Pierre Fabre a fait appel de cette décision rendue le 17 décembre 2010.
L’Association marocaine de l’indication géographique de l’huile d’argane suit de près l’affaire. Sa position se trouve renforcée puisque le laboratoire français a perdu la propriété de la marque.
Car l’Association est actuellement en pourparlers avec Pierre Fabre pour la «réappropriation du nom d’Argane et la fourniture exclusive auprès des opérateurs certifiés IGP». Pierre Fabre est depuis 2005 président d’honneur de la Fondation Mohammed VI pour la recherche et la sauvegarde de l’arganier.

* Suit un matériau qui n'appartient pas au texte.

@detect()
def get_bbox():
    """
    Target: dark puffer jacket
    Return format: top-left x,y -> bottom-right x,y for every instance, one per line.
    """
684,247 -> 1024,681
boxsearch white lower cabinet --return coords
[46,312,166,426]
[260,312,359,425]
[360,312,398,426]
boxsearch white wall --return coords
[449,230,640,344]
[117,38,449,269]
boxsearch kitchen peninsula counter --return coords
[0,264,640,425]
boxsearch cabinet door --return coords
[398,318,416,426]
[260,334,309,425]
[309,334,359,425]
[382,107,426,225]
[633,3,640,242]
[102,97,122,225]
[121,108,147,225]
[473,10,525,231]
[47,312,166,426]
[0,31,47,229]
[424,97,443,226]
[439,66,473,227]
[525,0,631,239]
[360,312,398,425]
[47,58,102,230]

Sa directrice générale, la pharmacologue Katim Alaoui, souligne que «Pierre Fabre s’est engagé à partager les valeurs de la fondation. Il doit notamment s’approvisionner uniquement des coopératives dont le produit est certifié IGP en huile d’argnane». L’enjeu est de lutter contre les intermédiaires notamment. C’est d’ailleurs le laboratoire «qui est entré en contact avec l’association». Il a parallèlement, au côté d’Yves Rocher, financé un projet de reboisement de 15.000 arganiers. Il «ne subventionne pas la fondation mais finance uniquement les Journées scientifiques de l’arganier», précise Dr. Alaoui.

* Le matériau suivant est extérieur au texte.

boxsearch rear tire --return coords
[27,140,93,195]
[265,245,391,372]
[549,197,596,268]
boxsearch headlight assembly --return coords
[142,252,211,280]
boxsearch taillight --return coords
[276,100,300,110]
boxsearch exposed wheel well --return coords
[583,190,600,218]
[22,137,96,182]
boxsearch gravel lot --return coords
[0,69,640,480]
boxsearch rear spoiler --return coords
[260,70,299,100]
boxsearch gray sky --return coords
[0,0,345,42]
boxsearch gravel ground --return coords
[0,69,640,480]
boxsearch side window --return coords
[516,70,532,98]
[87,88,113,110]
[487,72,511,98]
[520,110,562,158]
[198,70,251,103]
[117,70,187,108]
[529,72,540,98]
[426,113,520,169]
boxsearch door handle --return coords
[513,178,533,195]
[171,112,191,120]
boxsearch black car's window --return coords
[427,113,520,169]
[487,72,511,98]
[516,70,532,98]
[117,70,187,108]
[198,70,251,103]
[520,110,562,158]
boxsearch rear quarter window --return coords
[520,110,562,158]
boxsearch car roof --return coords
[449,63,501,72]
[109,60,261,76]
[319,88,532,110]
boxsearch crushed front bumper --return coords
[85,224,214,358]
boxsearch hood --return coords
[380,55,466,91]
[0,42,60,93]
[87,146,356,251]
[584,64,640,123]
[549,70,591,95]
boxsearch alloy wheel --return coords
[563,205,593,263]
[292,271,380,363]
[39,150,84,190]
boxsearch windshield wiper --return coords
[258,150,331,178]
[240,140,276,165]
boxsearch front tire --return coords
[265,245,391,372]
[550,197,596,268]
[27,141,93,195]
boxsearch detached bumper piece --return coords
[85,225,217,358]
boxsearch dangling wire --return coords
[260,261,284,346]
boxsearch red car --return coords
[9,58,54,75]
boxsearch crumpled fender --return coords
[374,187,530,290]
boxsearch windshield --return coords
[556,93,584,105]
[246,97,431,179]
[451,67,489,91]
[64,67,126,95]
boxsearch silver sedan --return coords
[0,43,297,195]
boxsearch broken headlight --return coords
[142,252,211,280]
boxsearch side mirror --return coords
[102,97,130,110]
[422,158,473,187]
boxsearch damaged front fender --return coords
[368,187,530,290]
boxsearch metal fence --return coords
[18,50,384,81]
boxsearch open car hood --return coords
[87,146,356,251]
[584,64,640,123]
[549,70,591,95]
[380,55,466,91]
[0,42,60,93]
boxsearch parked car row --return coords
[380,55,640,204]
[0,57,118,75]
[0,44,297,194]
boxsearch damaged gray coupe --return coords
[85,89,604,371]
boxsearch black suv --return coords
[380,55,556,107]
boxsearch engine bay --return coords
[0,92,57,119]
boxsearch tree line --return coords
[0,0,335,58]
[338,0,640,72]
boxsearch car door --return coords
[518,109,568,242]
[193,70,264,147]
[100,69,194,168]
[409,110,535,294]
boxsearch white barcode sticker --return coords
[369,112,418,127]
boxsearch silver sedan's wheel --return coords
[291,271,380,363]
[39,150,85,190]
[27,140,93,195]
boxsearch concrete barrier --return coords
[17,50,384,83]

Lorsque Fabre a enregistré la marque dans les années 1980, «aucune loi sur les signes distinctifs d’origine et de qualité n’existait», poursuit-elle. Il n’y a donc «aucun acte frauduleux». C’est d’ailleurs la même conclusion à laquelle serait parvenue l’Ompic lorsqu’il a été interpellé sur ce sujet par la fondation. Cet organisme «a donné son avis pour la rédaction de la 1re version de la loi 25-06 livrée en décembre 2005 par le ministère de l’Agriculture», selon une source à l’Office. C’était du temps où Mohaned El Ansar, secrétaire général du Mouvement populaire, était ministre de l’Agriculture et de la pêche. Deux ans auparavant, ce ministre siégeant au sein du gouvernement Jettou 2002-2007 a été saisi par les parlementaires pour la 1re fois sur la protection des produits du terroir.

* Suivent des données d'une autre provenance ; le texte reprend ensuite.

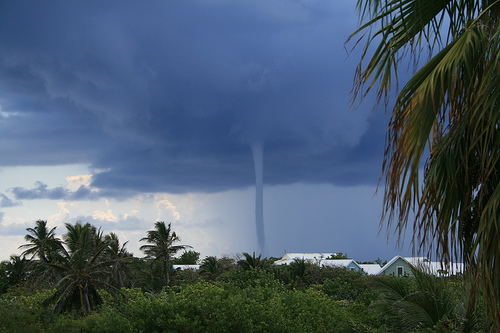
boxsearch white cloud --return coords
[66,175,92,191]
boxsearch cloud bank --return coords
[0,0,384,196]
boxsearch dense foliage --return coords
[0,219,484,332]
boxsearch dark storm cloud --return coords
[0,1,383,198]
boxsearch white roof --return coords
[320,259,358,267]
[377,255,464,276]
[274,253,336,265]
[358,264,382,275]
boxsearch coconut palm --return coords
[139,221,191,285]
[353,0,500,330]
[238,252,268,271]
[44,222,123,313]
[19,220,61,262]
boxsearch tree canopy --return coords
[351,0,500,329]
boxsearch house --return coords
[359,264,382,275]
[377,255,464,276]
[274,253,362,272]
[319,259,362,272]
[173,265,200,271]
[274,253,336,265]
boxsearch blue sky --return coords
[0,0,409,261]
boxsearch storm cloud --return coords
[0,1,384,195]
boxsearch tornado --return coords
[251,142,266,256]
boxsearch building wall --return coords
[381,258,413,276]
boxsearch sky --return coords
[0,0,411,261]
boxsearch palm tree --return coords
[351,0,500,331]
[19,220,61,262]
[139,221,191,285]
[44,222,123,313]
[200,256,224,280]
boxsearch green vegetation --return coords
[351,0,500,326]
[0,221,485,332]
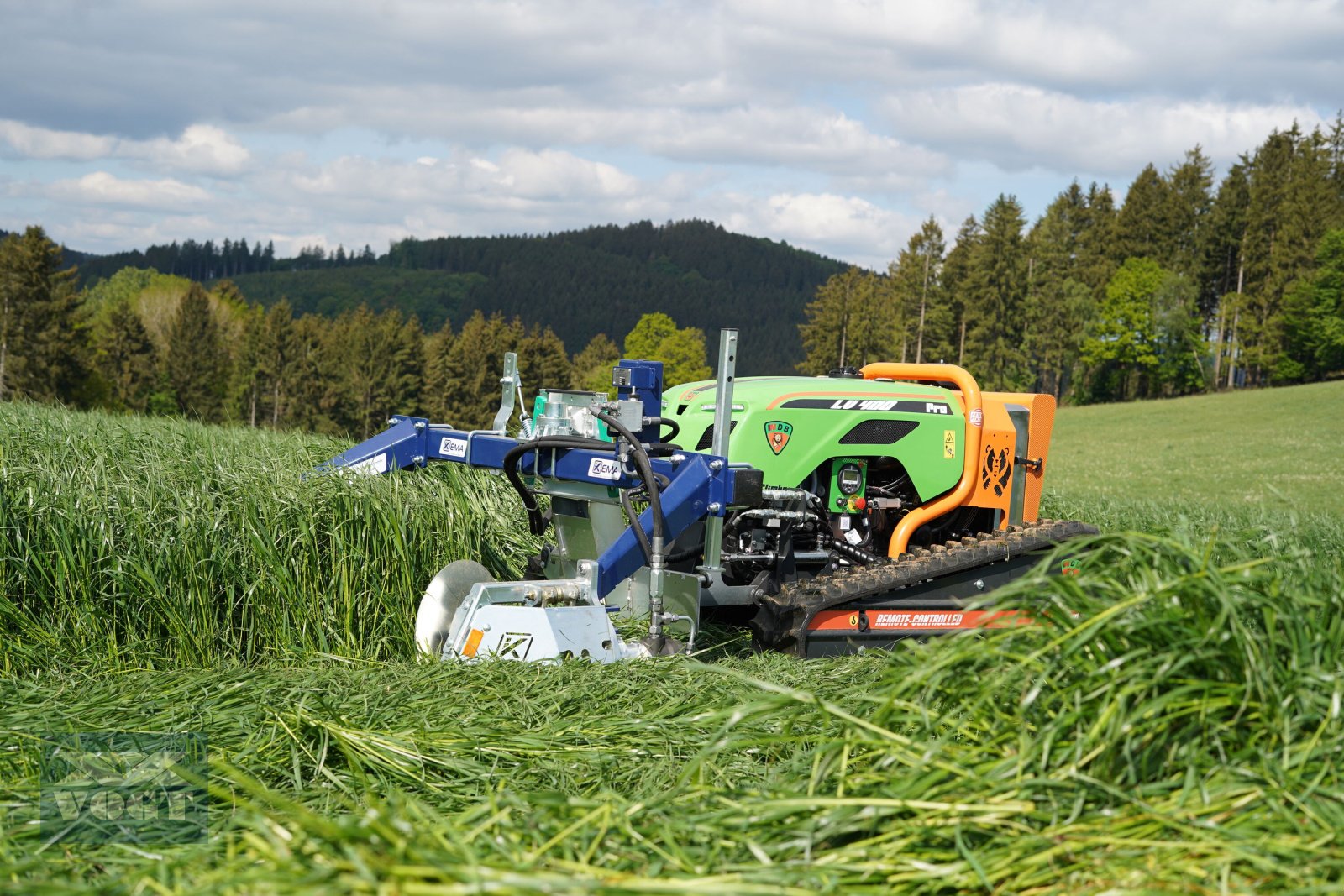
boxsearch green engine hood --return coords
[663,376,966,501]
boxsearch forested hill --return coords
[71,220,845,374]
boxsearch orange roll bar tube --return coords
[860,361,985,558]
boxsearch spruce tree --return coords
[798,267,898,376]
[965,195,1028,390]
[0,227,85,401]
[164,284,228,423]
[930,215,981,364]
[1110,164,1172,265]
[887,217,948,364]
[1023,181,1094,398]
[517,324,574,400]
[571,333,621,392]
[444,311,522,430]
[94,298,159,412]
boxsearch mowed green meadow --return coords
[0,383,1344,894]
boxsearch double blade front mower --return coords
[320,331,1095,663]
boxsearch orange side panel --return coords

La Fondation Mohammed VI pour l’arganier, créée en 2004 et présidée par le conseiller royal André Azoulay, avait saisi l’Ompic pour enregistrer l’arganier. L’Office avait rétorqué que «le Maroc avait signé des conventions qui font qu’il ne peut s’approprier l’arganier. Car ce végétal est un patrimoine universel. Il peut par contre protéger ses dérivés», rapporte la DG de la Fondation Mohammed VI pour l’arganier. D’où l’adoption de la loi consacrant l’appellation d’origine, l’indication géographique en 2008.